Nietzsche referred to a family legend of aristocratic Polish origins (Frenzel 1966, 10), but there is no independent confirmation, and the whole idea is really a fantasy belonging to an age in which the common-noble status distinction is questioned. Thomas Hardy’s novel of 1891, Tess of the d’Urbervilles, refers in its title to a rural lower class family which decides that it should replace its plebian name of Durbeyfield with d’Urberville like a local aristocratic family, because of a rumoured Norman aristocratic ancestry deep in the Middle Ages. The comical self-elevation to the aristocracy is followed up the by trauma of Tess’ rape by the son of a family which has purchased the d’Urberville name, as part of its own self-elevation from merchant class to aristocracy. Hardy was both a very philosophical novelist, and part, as as a great social observer amongst writers, and does capture with some wit and some pathos, the reality of the lower and middle class wish to approach aristocratic status in the nineteenth century. Hardy himself was a reader of Nietzsche. Though there seem to be positive echoes of Nietzsche’s philosophy in Hardy’s literature, his direct remarks on the subject were mostly critical, and he was one of those who thought Nietzsche to blame for Prussian-German militarism and nationalism (Williamson 1978). There’s no reason to believe he was aware of Nietzsche’s own tendency to assume aristocratic antecedents, but he would probably have been amused to have accidentally satirised them in Tess of the d’Urbervilles.
Following Tocqueville’s classic account, Nietzsche’s own criticisms of democracy add to the growth of democracy, as his own poetic exploration of inner individuality is itself serving the democratic ideal of the individual. As Tocqueville argues in Democracy in America, democracy both brings about a respect for the rights of the individual and a self-centred individualism which threatens the moral coherence of the democratic society. In some respects, Nietzsche’s exploration of immoralism and self-determining individuality is an example of that dangerous individualism, though it has a concern with the cultivation of the self and self-mastery, distinct from the vulgarity that Tocqueville associates with democratic individualism.
The aristocratic feudal world of the Middle Ages itself creates the conditions for democracy through the growth of cities with political institutions of self-government, wars which undermine the nobility, a church which promotes spiritual equality and provides a career path for poor but clever children. The culture of that world, including the spread of imaginative literature spills over into all parts of society, so that those who are below the aristocracy become part of the world of literary culture, which itself tends to cultivate empathy and egalitarian individualism, even if it does begin with the adventures of knights. It is in this context that we should think of Nietzsche’s enthusiasm for Goethe, the poet and thinker who stood between feudalism and liberalism. Nietzsche himself notes the growth of empathy, of concern for the welfare and sensitivities of others, for example with what he suggests is a changing attitude to the sufferings of Don Quixote in Cervantes’ novel (GM II 6). The main topic of On the Genealogy of Morality II is of how morality and legal codes are descended from customs and codes requiring punishments of extreme physical cruelty, and it is surely hard not to see Nietzsche as repelled as well as fascinated by that cruelty itself, and in any case preferring the individual who rises above by urges for cruelty which are the source of ressentiment.
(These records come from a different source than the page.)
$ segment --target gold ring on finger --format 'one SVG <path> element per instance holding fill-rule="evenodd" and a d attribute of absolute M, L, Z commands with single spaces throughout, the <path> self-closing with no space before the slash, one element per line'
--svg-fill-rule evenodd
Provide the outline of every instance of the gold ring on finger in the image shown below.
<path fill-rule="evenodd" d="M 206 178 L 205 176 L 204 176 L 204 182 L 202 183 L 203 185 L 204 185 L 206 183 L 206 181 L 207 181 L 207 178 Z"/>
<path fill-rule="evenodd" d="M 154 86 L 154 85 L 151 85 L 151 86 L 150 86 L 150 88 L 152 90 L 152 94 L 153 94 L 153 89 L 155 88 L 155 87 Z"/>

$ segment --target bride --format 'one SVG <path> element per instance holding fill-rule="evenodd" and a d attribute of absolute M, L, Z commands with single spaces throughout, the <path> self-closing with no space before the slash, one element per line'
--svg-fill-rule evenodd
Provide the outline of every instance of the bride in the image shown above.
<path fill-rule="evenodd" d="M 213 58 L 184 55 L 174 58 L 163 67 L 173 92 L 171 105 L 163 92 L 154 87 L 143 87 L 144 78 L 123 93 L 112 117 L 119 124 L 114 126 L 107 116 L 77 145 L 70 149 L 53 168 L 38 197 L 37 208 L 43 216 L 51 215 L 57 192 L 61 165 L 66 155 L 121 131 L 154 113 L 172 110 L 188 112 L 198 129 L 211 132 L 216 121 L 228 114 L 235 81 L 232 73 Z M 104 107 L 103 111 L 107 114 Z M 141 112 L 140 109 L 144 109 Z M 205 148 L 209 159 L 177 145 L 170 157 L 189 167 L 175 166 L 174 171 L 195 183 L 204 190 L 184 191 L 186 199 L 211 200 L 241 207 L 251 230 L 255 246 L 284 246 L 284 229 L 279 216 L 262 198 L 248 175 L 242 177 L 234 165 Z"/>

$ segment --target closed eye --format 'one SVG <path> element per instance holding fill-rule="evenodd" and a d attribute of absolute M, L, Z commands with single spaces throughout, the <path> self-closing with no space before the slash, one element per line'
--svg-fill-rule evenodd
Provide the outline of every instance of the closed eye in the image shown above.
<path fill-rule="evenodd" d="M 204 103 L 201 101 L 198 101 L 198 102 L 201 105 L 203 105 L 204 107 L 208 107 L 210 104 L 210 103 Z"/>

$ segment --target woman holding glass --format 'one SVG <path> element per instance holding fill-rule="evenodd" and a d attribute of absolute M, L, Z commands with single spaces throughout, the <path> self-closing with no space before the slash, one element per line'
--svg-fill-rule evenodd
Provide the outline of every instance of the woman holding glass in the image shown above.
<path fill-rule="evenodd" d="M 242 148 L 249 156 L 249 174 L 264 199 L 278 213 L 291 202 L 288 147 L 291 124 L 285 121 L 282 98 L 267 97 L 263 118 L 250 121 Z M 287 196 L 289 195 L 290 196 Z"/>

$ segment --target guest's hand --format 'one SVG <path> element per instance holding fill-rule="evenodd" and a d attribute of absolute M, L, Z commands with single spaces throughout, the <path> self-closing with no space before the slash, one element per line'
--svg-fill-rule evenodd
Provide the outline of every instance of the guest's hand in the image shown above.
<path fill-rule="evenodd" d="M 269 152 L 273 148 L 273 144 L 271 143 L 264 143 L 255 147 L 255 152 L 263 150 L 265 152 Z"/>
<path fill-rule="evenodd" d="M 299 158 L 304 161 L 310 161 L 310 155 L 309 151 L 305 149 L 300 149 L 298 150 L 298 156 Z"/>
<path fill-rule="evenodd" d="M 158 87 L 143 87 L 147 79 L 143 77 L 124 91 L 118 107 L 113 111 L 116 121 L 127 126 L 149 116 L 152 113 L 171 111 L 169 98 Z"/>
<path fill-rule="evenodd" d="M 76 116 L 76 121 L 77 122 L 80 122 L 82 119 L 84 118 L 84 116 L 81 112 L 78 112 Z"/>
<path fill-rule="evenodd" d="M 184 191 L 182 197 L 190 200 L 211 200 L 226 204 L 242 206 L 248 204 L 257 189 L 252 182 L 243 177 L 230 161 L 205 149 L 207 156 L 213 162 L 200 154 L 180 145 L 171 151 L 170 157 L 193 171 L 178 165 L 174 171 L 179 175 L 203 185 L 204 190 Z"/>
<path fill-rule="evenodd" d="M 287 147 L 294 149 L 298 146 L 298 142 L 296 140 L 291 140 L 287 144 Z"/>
Who does Nietzsche look to as his heroes in the era of growing democracy and equality. Is it a list of ultra-reactionary conservatives, or at least conservatives suspicious of democratic enthusiasm? In such a case we would expect an appreciation of Edmund Burke and Joseph de Maistre on the literary side, and an appreciation of Klemens von Metternich and Otto von Bismarck on the political leadership side. Burke and de Maistre are completely absent from Nietzsche’s writings, as is Metternich. Only Bismarck gets any attention (M 167, FW 104), and that is of a negative kind, since Nietzsche does not support the German nationalist aspects of Bismarck’s politics, or Bismarck’s style of government. For Nietzsche, Bismarck was a symbol of vulgarity and opportunism. One monarch of Nietzsche’s time gets some appreciation, and that is the briefly reigning Kaiser Friedrich III (EH Zarathustra I), the one Hohenzollern Emperor who favoured the liberals at home and Anglophile policies abroad. The first edition of Human, All Too Human was dedicated to Voltaire, who Nietzsche finds to be an Olympian alternative to Rousseau (MA 463), but who nevertheless was a popular hero of his time due to his defiance of monarchical absolutism. Mirabeau the Younger, a prominent figure on the moderate liberal side of politics in the early stages of the French Revolution, is mentioned with admiration (GM I 10). Another French revolutionary, the rather more resolutely republican Lazare Carnot, gets an admiring mention (M 167). Carnot survived into the Empire period as a senior figure in the state, but kept his distance from the Emperor system.